Techmeme, Hacker News, Fred Wilson, Brad Feld, LInked In, Twitter, Facebook and of course Stocktwits ….all better than ever for connecting, getting smarter about starting businesses and finding the right trends to ride. Y combinator may be too crowded, but Tech Stars, Founder Labs and Startup Weekends are open.

It is a little intimidating right now to take the first steps because of the bubble talk, startup revolution, competition and massive reach of the last group of leaders. There is not one Tiger Woods of startups, there are 5 you will ultimately stress yourself out comparing yourself too…Facebook, Twitter, Linked In, Zynga and Groupon.

Don’t get caught up in the ‘I need to be Massive’ talk. It’s a trap. Take the ‘Massive’ lessons of geniuses like Reid Hoffman from this great post and than get to work on getting massive one step at a time.

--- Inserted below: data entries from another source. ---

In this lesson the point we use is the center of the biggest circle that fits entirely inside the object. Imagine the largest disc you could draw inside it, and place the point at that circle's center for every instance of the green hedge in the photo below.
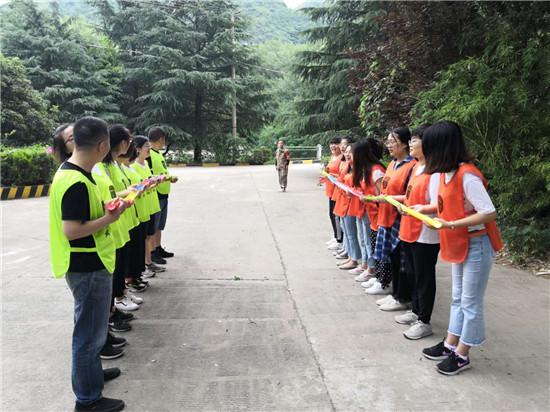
(31, 165)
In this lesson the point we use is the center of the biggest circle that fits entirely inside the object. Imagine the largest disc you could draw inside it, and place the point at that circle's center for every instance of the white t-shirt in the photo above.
(475, 196)
(427, 235)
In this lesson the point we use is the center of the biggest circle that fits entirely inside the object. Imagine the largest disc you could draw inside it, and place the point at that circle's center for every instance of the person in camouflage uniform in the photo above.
(282, 158)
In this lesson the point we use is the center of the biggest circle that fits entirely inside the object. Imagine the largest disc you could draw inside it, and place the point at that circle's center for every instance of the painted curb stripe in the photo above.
(24, 192)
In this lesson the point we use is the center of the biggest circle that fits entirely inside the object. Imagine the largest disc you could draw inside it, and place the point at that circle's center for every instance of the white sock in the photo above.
(451, 347)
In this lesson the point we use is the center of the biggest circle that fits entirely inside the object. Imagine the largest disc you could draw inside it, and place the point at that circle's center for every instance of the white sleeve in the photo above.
(475, 193)
(433, 188)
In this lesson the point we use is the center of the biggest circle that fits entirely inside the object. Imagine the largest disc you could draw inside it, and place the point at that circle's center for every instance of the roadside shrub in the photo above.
(31, 165)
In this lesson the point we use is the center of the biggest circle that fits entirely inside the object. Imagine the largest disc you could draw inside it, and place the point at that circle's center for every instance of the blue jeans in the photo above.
(350, 232)
(364, 233)
(469, 283)
(92, 305)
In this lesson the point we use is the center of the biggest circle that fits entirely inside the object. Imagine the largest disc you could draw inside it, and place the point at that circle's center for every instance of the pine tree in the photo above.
(178, 70)
(80, 80)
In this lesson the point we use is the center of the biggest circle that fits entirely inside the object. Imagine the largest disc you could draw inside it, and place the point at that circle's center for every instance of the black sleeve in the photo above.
(76, 203)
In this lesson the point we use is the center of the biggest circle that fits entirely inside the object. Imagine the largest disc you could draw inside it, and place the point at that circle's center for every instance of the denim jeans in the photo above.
(365, 240)
(469, 283)
(350, 232)
(92, 305)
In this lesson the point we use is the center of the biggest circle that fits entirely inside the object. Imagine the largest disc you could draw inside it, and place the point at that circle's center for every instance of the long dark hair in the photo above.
(59, 147)
(363, 161)
(117, 134)
(444, 147)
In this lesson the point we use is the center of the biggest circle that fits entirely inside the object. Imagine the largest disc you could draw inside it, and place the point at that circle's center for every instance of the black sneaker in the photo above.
(101, 405)
(110, 374)
(115, 341)
(125, 316)
(452, 365)
(437, 352)
(157, 259)
(108, 352)
(163, 253)
(134, 286)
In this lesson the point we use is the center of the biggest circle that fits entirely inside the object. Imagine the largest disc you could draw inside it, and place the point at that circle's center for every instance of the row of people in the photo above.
(430, 172)
(106, 253)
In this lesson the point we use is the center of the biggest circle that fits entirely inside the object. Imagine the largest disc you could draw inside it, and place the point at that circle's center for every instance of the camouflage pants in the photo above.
(283, 174)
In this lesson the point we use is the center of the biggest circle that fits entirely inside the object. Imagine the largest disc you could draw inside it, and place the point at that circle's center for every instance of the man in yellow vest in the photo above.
(157, 163)
(82, 250)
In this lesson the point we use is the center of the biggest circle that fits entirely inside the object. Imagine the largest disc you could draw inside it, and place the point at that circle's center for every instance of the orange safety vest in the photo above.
(332, 167)
(450, 207)
(356, 207)
(372, 207)
(410, 228)
(341, 198)
(393, 184)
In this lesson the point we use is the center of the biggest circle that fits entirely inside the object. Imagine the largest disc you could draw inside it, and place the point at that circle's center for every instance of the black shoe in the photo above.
(118, 325)
(437, 352)
(163, 253)
(125, 316)
(110, 374)
(108, 352)
(157, 259)
(452, 365)
(115, 341)
(101, 405)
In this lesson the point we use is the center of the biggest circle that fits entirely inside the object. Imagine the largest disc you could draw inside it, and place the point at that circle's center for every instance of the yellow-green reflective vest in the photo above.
(142, 205)
(152, 198)
(159, 168)
(119, 229)
(60, 248)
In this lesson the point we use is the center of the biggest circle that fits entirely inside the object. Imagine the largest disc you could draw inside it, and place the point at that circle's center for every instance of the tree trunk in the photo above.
(198, 126)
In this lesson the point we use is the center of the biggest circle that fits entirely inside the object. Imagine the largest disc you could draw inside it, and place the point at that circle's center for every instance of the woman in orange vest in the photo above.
(388, 245)
(342, 209)
(367, 178)
(332, 168)
(469, 238)
(420, 244)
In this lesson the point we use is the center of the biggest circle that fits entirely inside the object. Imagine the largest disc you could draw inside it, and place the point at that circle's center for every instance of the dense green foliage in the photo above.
(31, 165)
(26, 115)
(79, 80)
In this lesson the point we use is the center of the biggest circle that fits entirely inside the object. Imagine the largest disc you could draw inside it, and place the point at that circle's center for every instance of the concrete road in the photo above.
(253, 315)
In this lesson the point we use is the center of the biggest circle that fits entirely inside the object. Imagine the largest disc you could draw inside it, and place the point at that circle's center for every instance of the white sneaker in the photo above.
(134, 298)
(393, 305)
(369, 283)
(407, 318)
(383, 300)
(125, 304)
(418, 330)
(377, 289)
(363, 277)
(335, 246)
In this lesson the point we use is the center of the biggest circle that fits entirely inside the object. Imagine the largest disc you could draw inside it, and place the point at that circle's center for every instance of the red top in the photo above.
(410, 228)
(372, 207)
(450, 207)
(393, 184)
(332, 167)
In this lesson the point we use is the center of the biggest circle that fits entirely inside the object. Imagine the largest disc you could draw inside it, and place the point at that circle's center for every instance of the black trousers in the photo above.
(399, 278)
(420, 261)
(136, 263)
(121, 270)
(338, 234)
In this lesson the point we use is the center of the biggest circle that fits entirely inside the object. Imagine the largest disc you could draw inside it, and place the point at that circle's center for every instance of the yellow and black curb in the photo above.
(24, 192)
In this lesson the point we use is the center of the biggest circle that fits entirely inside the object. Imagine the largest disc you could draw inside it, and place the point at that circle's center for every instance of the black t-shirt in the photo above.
(150, 163)
(75, 205)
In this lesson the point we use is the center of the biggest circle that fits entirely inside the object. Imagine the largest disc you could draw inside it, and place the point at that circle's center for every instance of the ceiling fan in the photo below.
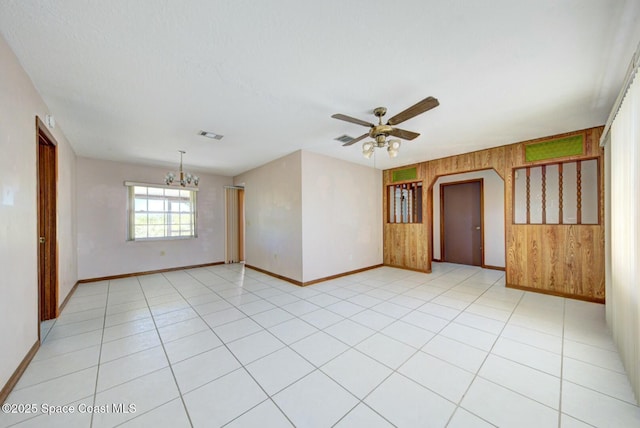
(381, 131)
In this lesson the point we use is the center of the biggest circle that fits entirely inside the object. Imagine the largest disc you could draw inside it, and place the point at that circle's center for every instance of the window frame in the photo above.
(413, 208)
(561, 163)
(131, 211)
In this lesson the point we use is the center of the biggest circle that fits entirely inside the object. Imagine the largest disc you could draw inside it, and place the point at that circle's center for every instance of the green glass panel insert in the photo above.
(405, 174)
(562, 147)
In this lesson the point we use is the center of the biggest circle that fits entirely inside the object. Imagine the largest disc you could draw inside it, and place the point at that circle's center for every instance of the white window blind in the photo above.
(623, 303)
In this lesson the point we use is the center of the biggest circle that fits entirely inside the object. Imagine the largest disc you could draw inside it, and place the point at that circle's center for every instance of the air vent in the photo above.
(344, 138)
(210, 135)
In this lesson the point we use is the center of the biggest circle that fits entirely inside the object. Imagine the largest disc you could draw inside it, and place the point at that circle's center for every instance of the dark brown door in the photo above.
(47, 242)
(461, 222)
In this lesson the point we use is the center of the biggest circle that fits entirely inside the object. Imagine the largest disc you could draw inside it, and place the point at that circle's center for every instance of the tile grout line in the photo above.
(564, 319)
(476, 374)
(242, 366)
(165, 355)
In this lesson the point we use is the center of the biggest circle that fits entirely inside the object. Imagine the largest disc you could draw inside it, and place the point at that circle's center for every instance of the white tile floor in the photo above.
(230, 346)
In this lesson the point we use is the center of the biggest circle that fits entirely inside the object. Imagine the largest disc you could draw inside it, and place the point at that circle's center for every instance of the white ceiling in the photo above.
(136, 80)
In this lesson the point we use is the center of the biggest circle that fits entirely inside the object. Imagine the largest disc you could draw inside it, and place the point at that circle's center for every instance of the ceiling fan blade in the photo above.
(355, 140)
(405, 135)
(352, 120)
(416, 109)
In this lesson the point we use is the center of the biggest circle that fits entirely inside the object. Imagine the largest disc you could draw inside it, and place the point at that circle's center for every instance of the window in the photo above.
(161, 212)
(558, 193)
(405, 203)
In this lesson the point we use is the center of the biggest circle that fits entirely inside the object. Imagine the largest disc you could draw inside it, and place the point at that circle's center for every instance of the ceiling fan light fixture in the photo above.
(211, 135)
(368, 149)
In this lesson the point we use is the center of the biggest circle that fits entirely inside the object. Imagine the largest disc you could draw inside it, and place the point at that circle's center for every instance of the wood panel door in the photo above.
(461, 222)
(47, 239)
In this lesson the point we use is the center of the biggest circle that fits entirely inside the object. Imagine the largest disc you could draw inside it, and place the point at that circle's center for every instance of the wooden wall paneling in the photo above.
(572, 267)
(559, 259)
(552, 259)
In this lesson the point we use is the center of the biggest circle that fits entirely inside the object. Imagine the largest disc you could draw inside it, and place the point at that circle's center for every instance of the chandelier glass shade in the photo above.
(182, 178)
(393, 146)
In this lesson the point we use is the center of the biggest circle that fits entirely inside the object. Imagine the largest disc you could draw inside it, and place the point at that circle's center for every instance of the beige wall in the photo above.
(19, 105)
(273, 216)
(310, 216)
(102, 222)
(341, 216)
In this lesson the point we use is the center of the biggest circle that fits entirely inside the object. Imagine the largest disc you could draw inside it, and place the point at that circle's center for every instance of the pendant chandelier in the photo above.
(182, 178)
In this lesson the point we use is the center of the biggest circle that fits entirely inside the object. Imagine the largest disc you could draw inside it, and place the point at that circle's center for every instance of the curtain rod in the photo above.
(628, 78)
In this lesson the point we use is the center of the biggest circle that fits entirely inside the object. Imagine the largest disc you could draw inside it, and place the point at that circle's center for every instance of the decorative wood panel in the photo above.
(565, 260)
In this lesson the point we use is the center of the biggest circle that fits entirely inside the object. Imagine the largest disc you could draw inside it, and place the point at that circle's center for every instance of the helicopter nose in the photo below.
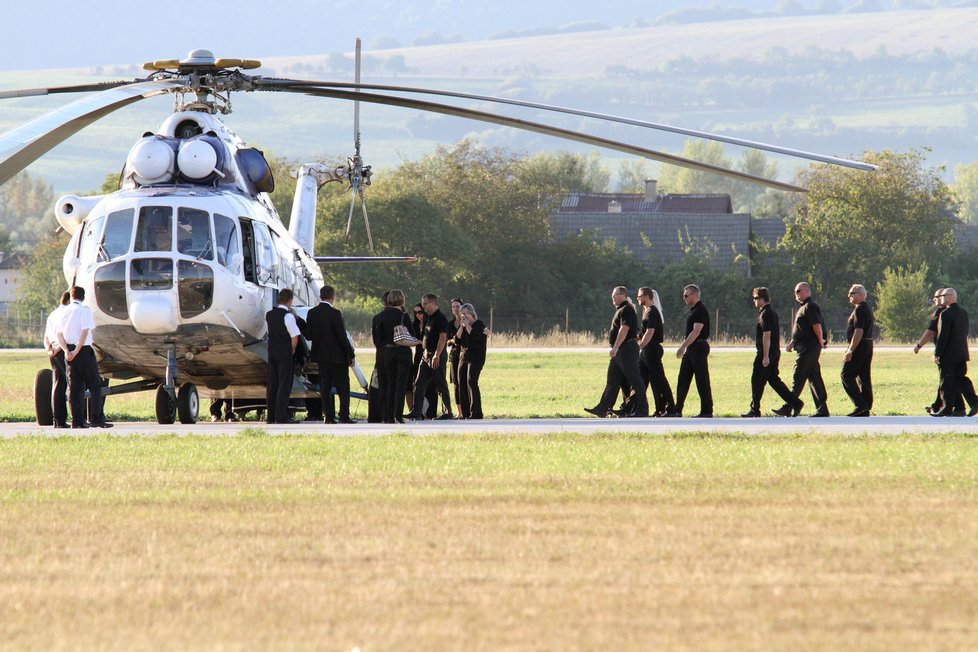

The game of Risk and world domination is won from the corners of the world unless you can roll non stop 6?s. Don’t bet on that stuff and don’t pitch your investors on stuff they won’t believe.

Editors Note: This post was originally published on on March 23, 2011 @copy;2011 Howard Lindzon. Republished with permission.

About Howard Lindzon

Born in Toronto, lived in Phoenix for 20 years and now in Coronado, CA with a loyal wife (15 years, 14.2 Canadian years), two awesome kids and a dachshund. Schools – University of Western Ontario, Arizona State University, American Graduate School of International Management (Thunderbird). My current start-up is called Stocktwits and I am a co-founder and CEO. I also manage a hedge fund and have done so since June of 1998. I make early stage investments though Social Leverage. In the Summer of 2006, I created Wallstrip and with the help of Adam Elend, Jeff Marks, Lindsay Campbell and a hard working crew we created over 300 shows. In May 2007, Wallstrip was purchased by CBS. I am a partner in two other funds called Knight’s Bridge Capital Partners . I moved out west to play golf, but now rarely do. My hobbies include driving my kid’s to activities and staying awake. I am in pursuit of the perfect sleep solution. Endless bad ideas – trust me!

  • Jonas

    Under promise, over deliver. But Howard, to clarify, you aren’t encouraging Canadian entrepreneurs to hunt for chipmunks… are you?

  • Kenneth Seville

    If you read the web tech. press everything can be reduced to a billion $ business or “dipshit company”. Unfortunately that attitude has become prevalent with most investors or even entrepreneurs. You are either shooting for the stars from the beginning or you are only going to eke out a meager living in a cottage business. I’ve had enough of these reductions. Many cottage companies turn into billion $ businesses and many billion $ dreams end up the walking dead or worse. Just choose something interesting and go after it, you never know where it will take you.

  • Guest

    Good point. It’s a common theme in business that either you go big or go home, but what’s wrong with a business that can go without financing and works in a specific field and makes a tidy sum?

    There are too many businesses that I have seen (or worked for) that tried to be everything to everybody so that they would look like a powerhouse. The end result (in my experience) was that these companies failed to do much of what they promised.